The 12 subjects included 6 with Alzheimer’s disease (AD) (2 males and 4 females) and 6 controls free of neuropsychiatric diseases (2 males and 4 females). Diagnosis of the subjects was confirmed both clinically and pathologically, based on National Institute on Aging (NIA) Alzheimer’s Association guidelines for the neuropathologic assessment of Alzheimer’s disease 26. Subjects were classified according to the ABC score, a score of AD neuropathologic changes that incorporates (A) histopathologic assessments of amyloid β deposits, (B) staging of neurofibrillary tangles, and (C) scoring of neuritic plaques. The ABC scores reflect four levels of AD neuropathologic change: Not, Low, Intermediate or High. Subjects with Intermediate or High ABC scores were classified as cases with AD, and subjects with low or no ABC scores were classified as controls (Table S1). Control subjects showed no evidence of any neurodegenerative disorder during their lifetimes and were matched to cases in age (±5 years), sex, ethnicity and postmortem interval (Table S1). The detailed demographics and neuropathological criteria of the sample have been published elsewhere 3,2224. The present study was approved by the Institutional Review Board of the Institute of Basic Medical Sciences, Chinese Academy of Medical Sciences (Approval Number: 009–2014, 031–2017).

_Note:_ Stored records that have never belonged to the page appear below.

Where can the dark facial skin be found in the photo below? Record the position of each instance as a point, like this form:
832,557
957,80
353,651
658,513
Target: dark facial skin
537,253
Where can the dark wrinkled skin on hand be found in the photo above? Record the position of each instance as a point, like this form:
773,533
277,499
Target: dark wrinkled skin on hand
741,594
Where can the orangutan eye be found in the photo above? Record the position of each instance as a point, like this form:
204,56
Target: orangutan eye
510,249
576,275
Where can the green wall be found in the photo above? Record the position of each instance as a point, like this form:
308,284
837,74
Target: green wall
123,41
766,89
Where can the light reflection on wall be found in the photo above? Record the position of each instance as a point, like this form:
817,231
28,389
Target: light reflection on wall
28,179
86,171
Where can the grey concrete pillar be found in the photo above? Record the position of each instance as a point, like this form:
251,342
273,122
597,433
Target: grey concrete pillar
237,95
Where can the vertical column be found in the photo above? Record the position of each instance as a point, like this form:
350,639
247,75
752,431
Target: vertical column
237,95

Briefly, transcriptome-wide piRNAs (n=24k) were profiled and validated for the prefrontal cortexes of 12 human subjects using microarray technology and qPCR. The piRNAs incorporated in the established Arraystar Human piRNA Microarray (Arraystar, Inc., Rockville, MD, USA) have been verified by interacting with Piwi proteins.

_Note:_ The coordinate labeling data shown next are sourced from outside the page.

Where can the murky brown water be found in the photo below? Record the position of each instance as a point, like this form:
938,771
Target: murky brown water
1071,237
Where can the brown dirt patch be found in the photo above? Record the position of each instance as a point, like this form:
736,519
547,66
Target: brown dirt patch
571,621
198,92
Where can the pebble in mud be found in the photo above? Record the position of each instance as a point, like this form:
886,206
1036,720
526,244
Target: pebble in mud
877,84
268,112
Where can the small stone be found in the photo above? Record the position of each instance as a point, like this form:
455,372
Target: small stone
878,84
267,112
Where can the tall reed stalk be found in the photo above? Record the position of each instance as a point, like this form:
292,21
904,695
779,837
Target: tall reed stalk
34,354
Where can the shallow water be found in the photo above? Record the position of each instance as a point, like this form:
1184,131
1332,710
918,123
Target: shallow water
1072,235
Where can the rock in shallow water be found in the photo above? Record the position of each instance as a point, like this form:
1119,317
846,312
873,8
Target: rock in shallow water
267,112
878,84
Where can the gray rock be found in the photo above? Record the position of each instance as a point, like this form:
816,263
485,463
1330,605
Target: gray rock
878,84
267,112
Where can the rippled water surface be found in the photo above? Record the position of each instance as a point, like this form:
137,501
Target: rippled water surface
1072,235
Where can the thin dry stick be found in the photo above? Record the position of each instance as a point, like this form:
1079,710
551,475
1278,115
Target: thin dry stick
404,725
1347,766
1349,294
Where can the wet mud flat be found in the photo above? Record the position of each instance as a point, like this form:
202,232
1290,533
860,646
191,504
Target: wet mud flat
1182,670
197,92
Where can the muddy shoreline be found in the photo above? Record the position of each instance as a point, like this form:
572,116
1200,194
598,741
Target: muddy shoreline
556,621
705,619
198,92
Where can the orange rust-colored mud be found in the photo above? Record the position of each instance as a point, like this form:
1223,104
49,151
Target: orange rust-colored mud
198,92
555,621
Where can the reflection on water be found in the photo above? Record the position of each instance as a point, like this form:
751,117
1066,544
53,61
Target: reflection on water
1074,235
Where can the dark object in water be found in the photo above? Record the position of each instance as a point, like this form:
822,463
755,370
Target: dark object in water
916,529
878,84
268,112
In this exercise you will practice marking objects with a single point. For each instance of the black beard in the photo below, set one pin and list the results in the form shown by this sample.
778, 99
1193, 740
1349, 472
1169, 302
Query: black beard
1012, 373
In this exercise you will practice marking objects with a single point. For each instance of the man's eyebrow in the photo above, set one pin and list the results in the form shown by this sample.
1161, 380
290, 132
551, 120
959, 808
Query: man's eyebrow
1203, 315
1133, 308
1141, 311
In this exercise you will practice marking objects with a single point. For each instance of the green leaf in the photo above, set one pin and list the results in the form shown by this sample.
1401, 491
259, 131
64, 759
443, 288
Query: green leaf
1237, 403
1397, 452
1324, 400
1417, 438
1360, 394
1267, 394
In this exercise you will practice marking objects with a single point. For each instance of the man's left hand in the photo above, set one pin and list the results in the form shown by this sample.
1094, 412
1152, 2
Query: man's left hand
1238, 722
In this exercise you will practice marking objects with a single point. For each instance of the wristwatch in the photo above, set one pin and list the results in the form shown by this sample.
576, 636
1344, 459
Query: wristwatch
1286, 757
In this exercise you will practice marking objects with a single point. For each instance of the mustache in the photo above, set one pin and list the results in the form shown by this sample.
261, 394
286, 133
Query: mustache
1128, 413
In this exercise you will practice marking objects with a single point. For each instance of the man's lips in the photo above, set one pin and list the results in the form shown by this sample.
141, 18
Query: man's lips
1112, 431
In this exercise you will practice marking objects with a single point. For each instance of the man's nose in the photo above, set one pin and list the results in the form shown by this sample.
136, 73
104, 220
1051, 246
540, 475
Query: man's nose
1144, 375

piRNA-longevity correlation analysis:

We performed Pearson correlation on piRNA expression and years of survival. A total of 9,453 (40% of the 24k) piRNAs were detected in prefrontal cortex 3 and located in 500 piRNA clusters (http://www.smallrnagroup.uni-mainz.de/piRNAclusterDB.html). piRNAs within the same cluster were highly correlated. Therefore, the significance level (α) for piRNA-longevity associations was set at 10−4 (=0.05/500).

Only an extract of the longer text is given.